No inventó Cervantes la novela realista española porque ésta ya existía y la representaba La Celestina, obra maestra, más novelesca todavía que dramática, si bien escrita en diálogo. Ningún hombre, aunque atesore el genio y la inspiración de Cervantes, inventa un género de buenas á primeras: lo que hace es deducirlo de los antecedentes literarios. Mas no importa: el Quijote y el Amadís dividen en dos hemisferios nuestra literatura novelesca. Al hemisferio del Amadís se pueden relegar todas las obras en que reina la imaginación, y al del Quijote aquellas en que predomina el carácter realista, patente en los monumentos más antiguos de las letras hispanas. En el primero caben, pues, los innumerables libros de caballería, las novelas pastoriles y alegóricas, sin excluir la misma Galatea y el Persiles, de Cervantes; en el segundo las novelas ejemplares y picarescas: el Lazarillo, el Gran Tacaño, Marcos de Obregón, Guzmán de Alfarache; los cuadros llenos de luz y color de la Gitanilla, el humorístico Coloquio de los perros, el Diablo cojuelo, de Guevara; el cuento donosísimo de los Tres maridos burlados, y.... ¿á qué citar? ¿Cuándo acabaríamos de nombrar y encarecer tantas obras maestras de gracia, observación, donosura, ingenio, desenfado, vida, estilo y sentenciosa profundidad moral? Mientras el territorio idealista se pierde, se hunde cada vez más en las nieblas del olvido, el realista, embellecido por el tiempo—como sucede á los lienzos de Velázquez y Murillo—basta para hacer que el pasado de nuestra literaratura recreativa sea sin par en el orbe.
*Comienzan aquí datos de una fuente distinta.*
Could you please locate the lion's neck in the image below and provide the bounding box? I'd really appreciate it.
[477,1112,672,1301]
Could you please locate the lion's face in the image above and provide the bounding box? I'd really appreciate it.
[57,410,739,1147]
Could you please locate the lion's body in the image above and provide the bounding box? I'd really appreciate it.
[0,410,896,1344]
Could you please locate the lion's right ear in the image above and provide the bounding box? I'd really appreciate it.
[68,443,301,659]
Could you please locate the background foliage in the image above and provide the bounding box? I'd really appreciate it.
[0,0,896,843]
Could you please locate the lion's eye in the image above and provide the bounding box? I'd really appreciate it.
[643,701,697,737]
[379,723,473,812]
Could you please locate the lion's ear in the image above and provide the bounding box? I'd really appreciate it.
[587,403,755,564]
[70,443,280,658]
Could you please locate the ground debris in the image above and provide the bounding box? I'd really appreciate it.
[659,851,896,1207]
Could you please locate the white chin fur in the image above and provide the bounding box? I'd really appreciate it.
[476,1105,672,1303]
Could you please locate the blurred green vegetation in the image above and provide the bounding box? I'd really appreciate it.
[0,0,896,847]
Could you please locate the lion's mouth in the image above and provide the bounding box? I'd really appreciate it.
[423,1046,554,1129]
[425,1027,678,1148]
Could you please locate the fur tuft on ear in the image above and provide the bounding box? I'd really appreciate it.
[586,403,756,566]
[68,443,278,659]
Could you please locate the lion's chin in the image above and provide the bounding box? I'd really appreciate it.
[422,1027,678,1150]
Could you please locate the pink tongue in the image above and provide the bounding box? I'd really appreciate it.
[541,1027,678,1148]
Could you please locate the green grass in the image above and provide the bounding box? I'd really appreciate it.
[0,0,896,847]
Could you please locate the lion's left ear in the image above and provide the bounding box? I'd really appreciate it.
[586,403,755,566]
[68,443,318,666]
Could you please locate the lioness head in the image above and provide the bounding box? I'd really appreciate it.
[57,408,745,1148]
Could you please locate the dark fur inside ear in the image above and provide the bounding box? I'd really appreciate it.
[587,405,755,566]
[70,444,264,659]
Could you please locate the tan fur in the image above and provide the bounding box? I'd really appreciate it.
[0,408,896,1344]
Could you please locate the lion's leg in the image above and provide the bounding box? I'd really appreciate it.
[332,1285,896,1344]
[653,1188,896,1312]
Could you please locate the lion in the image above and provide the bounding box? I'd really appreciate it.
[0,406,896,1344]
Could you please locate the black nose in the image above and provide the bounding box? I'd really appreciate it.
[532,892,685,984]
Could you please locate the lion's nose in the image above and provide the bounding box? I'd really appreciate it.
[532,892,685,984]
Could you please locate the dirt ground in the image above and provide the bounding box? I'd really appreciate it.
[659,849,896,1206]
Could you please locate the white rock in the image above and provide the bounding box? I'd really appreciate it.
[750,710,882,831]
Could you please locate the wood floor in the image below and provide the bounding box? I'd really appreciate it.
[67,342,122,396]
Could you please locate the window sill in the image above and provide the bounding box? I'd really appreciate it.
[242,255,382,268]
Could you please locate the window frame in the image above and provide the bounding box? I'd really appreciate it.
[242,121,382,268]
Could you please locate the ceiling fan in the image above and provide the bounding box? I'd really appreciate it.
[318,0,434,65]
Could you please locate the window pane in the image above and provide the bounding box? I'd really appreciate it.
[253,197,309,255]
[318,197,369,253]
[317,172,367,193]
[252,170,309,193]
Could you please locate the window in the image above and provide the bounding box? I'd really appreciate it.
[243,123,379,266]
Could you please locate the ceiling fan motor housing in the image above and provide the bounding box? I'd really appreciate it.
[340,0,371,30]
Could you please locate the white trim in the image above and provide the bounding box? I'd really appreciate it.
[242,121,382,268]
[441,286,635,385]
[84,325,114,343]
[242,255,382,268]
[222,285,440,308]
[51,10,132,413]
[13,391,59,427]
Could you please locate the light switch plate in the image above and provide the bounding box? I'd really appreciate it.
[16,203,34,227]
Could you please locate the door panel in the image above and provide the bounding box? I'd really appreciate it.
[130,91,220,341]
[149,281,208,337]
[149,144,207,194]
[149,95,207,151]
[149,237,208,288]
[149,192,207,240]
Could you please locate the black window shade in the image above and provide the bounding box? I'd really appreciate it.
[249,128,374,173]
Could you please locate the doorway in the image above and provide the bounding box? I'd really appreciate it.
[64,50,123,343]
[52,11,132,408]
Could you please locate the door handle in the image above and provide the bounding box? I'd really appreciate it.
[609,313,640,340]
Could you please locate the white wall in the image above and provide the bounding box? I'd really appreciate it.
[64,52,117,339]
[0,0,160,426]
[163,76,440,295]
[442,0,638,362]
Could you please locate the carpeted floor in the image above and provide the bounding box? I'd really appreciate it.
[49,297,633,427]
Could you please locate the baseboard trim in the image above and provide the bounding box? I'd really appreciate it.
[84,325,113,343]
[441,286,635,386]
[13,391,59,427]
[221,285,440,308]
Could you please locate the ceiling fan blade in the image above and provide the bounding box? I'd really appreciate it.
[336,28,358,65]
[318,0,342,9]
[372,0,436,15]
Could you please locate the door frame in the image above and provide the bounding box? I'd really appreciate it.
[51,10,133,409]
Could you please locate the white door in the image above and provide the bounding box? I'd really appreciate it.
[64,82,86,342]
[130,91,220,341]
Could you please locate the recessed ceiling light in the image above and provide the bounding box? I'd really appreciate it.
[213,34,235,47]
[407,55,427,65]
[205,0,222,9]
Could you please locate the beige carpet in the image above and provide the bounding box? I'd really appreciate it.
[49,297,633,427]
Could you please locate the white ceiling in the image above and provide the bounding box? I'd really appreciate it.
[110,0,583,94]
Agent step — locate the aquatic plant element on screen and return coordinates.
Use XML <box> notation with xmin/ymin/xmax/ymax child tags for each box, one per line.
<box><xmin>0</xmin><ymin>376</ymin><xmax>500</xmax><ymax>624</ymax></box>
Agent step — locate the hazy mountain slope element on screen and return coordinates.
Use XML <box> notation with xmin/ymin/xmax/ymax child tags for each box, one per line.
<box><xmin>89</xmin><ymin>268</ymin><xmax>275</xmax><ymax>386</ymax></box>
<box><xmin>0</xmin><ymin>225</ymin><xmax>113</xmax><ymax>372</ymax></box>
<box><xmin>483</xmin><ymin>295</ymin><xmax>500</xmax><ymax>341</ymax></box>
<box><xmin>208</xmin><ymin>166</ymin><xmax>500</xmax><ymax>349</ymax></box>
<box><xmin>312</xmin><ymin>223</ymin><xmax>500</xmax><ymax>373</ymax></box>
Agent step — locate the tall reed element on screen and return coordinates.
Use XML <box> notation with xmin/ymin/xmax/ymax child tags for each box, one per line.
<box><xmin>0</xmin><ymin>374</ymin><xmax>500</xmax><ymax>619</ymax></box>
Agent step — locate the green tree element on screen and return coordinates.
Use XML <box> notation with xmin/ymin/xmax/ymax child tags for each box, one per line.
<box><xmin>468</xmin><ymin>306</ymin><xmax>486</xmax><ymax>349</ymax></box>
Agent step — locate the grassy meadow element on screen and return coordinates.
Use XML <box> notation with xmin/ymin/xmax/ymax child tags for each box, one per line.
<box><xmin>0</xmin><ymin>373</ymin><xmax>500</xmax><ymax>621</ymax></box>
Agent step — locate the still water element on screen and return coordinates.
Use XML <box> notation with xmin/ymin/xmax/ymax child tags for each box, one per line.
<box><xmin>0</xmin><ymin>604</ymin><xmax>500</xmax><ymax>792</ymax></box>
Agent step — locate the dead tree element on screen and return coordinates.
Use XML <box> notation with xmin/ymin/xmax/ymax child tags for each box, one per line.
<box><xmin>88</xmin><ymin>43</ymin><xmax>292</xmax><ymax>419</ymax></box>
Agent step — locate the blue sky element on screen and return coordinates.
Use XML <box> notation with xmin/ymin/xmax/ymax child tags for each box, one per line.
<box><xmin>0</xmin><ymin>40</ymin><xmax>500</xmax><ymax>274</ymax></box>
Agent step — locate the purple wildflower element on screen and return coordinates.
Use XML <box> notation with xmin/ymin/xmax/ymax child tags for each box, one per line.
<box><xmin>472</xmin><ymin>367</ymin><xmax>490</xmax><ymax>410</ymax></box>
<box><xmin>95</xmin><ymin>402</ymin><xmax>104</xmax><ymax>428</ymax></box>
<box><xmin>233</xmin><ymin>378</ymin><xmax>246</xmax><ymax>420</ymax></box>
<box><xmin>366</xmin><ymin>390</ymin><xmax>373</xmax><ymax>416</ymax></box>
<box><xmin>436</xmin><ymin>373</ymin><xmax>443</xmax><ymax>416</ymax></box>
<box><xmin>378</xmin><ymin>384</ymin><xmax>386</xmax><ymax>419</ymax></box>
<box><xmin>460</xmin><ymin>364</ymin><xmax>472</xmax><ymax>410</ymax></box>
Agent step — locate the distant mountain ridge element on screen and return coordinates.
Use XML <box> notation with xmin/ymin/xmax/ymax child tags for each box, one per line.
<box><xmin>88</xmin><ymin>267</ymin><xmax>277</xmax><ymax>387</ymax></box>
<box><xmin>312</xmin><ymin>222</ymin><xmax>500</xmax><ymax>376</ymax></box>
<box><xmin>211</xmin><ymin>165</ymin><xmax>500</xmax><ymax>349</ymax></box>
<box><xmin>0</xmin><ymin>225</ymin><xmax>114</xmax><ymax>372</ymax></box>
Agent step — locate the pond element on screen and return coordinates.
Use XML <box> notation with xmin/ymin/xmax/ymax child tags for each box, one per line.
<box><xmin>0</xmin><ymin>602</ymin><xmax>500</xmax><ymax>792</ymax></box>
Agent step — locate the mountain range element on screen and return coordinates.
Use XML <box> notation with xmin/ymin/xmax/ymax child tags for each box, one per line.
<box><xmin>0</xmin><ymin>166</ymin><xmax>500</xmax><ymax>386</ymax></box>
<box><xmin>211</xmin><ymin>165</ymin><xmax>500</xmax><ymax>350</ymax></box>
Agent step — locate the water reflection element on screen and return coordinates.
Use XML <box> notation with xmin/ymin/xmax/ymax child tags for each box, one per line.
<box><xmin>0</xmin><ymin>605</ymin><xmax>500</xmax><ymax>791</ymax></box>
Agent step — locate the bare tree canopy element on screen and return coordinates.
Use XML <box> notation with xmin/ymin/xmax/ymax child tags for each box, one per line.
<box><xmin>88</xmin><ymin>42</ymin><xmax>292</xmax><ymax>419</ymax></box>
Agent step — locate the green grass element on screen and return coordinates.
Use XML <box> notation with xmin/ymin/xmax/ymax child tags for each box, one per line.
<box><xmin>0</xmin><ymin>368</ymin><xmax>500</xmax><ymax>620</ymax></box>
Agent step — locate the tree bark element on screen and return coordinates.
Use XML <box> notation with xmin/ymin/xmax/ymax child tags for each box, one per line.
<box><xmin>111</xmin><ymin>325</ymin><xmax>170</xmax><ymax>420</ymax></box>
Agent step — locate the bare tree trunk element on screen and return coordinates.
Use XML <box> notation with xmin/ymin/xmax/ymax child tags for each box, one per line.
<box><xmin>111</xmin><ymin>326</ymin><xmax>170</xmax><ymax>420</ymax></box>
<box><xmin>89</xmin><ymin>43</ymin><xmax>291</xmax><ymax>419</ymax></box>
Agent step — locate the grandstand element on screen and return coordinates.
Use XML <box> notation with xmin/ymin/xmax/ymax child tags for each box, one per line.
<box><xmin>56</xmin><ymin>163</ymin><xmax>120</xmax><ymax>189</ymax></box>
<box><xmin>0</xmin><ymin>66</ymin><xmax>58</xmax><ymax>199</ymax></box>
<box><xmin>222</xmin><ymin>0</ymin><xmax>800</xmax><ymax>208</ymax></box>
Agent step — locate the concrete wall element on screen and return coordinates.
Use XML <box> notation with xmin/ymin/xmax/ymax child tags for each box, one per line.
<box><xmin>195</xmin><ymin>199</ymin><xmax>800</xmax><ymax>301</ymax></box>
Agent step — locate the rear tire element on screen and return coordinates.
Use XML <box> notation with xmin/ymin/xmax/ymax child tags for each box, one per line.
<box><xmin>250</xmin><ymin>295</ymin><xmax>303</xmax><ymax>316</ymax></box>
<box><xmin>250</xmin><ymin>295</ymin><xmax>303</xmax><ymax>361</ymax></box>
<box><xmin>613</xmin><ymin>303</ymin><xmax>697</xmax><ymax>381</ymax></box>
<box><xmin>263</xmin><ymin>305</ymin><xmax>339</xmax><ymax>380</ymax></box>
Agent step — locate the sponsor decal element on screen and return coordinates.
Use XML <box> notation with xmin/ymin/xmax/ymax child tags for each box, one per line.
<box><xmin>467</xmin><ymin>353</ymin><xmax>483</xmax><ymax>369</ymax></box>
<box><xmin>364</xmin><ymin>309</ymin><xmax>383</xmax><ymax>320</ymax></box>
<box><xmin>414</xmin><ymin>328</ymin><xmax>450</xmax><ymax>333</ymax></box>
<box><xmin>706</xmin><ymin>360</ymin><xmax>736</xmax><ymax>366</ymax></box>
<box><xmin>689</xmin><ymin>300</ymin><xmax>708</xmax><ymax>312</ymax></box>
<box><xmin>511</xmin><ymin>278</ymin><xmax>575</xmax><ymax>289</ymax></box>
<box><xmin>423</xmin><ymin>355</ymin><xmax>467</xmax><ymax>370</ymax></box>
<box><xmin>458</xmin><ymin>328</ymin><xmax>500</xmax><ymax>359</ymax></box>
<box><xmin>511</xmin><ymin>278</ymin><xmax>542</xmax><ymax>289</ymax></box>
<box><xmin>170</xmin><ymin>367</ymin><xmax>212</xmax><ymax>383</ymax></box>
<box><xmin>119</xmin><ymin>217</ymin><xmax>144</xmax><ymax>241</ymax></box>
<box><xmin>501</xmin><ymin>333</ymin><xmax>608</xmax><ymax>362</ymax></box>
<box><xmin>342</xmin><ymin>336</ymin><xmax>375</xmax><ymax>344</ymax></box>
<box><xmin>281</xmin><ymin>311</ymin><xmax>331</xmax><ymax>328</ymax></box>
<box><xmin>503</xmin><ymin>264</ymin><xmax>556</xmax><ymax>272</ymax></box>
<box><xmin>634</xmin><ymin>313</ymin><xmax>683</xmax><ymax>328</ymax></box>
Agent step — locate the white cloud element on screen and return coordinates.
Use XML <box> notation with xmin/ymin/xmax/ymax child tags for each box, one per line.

Esta brevísima excursión por el campo de la novela desde su nacimiento hasta la aurora de los tiempos modernos, en los cuales tanto se enriqueció y tantas metamorfosis sufrió, nos enseña cuán mudable es el gusto y cómo las épocas forman la literatura á su imagen. ¡Qué diferencia, por ejemplo, entre tres obras recreativas: Dafnis y Cloe, Amadís de Gaula y el Gran Tacaño! Me represento á Dafnis y Cloe como un bajo-relieve pagano cincelado, no en puro mármol, sino en alabastro finísimo. Sobre el fondo de una rústica cueva, donde se alza el ara de las ninfas rodeada de flores, retozan el zagal y la zagala adolescentes, y á su lado brinca una cabra y yace caído el zurrón, el cayado, los odres llenos de leche fresca; el diseño es elegante, sin vigor ni severidad, pero no sin cierta gracia y refinada molicie que blandamente recrean la vista. Amadís es un tapiz cuyas figuras se prolongan, más altas del tamaño natural; el paladín, armado de punta en blanco, se despide de la dama cuyos pies encubre el largo brial y cuyas delicadas manos sostienen una flor; entre los colores apagados de la tapicería, resplandecen aquí y allí lizos de oro y plata; en el fondo hay una ciudad de edificios cuadrangulares, simétricos, como las pintan en los códices. Y por último, el Gran Tacaño es á manera de pintura, de la mejor época de la escuela española; Velázquez sin duda fué quien destacó del lienzo la figura pergaminosa y enjuta del Dómine Cabra; sólo Velázquez podría dar semejante claro-obscuro á la sotana vieja, al rostro amarillento, al mueblaje exiguo del avaro. ¡Qué luz! ¡Qué sombras! ¡Qué violentos contrastes! ¡Qué pincel valiente, franco, natural y cómico á un tiempo! Dafnis y Cloe y Amadís no tienen más vida que la del arte; el Gran Tacaño vive en el arte y en la realidad.